Spectrahedral Lifts of Convex Sets

TL;DR

This paper surveys recent advances in representing convex sets as spectrahedral lifts, highlighting how such representations relate to factorizations through convex cones and their implications across multiple fields.

Contribution

It provides a comprehensive overview of spectrahedral lifts of convex sets and establishes a connection between these lifts and factorizations via convex cones, advancing understanding in convex geometry and optimization.

Findings

Projection representations are governed by factorizations through convex cones.

Spectrahedral lifts enable simpler representations of complex convex sets.

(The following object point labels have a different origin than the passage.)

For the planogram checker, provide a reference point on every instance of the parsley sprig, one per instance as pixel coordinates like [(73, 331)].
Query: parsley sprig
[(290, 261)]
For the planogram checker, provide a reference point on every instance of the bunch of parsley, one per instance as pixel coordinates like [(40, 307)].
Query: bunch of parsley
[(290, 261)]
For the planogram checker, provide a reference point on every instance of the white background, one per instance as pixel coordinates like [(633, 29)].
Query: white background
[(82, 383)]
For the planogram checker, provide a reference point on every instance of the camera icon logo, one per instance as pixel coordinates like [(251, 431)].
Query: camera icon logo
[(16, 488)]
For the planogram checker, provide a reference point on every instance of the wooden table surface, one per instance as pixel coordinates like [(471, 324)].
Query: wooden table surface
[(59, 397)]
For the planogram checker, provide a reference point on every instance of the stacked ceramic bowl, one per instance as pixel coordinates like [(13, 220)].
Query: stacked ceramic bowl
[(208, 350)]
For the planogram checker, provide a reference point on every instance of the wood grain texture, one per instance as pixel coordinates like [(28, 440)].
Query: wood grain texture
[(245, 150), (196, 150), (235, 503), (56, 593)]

The approach links convex geometry with algebraic and combinatorial methods.

Abstract

Efficient representations of convex sets are of crucial importance for many algorithms that work with them. It is well-known that sometimes, a complicated convex set can be expressed as the projection of a much simpler set in higher dimensions called a lift of the original set. This is a brief survey of recent developments in the topic of lifts of convex sets. Our focus will be on lifts that arise from affine slices of real positive semidefinite cones known as psd or spectrahedral lifts. The main result is that projection representations of a convex set are controlled by factorizations, through closed convex cones, of an operator that comes from the convex set. This leads to several research directions and results that lie at the intersection of convex geometry, combinatorics, real algebraic geometry, optimization, computer science and more.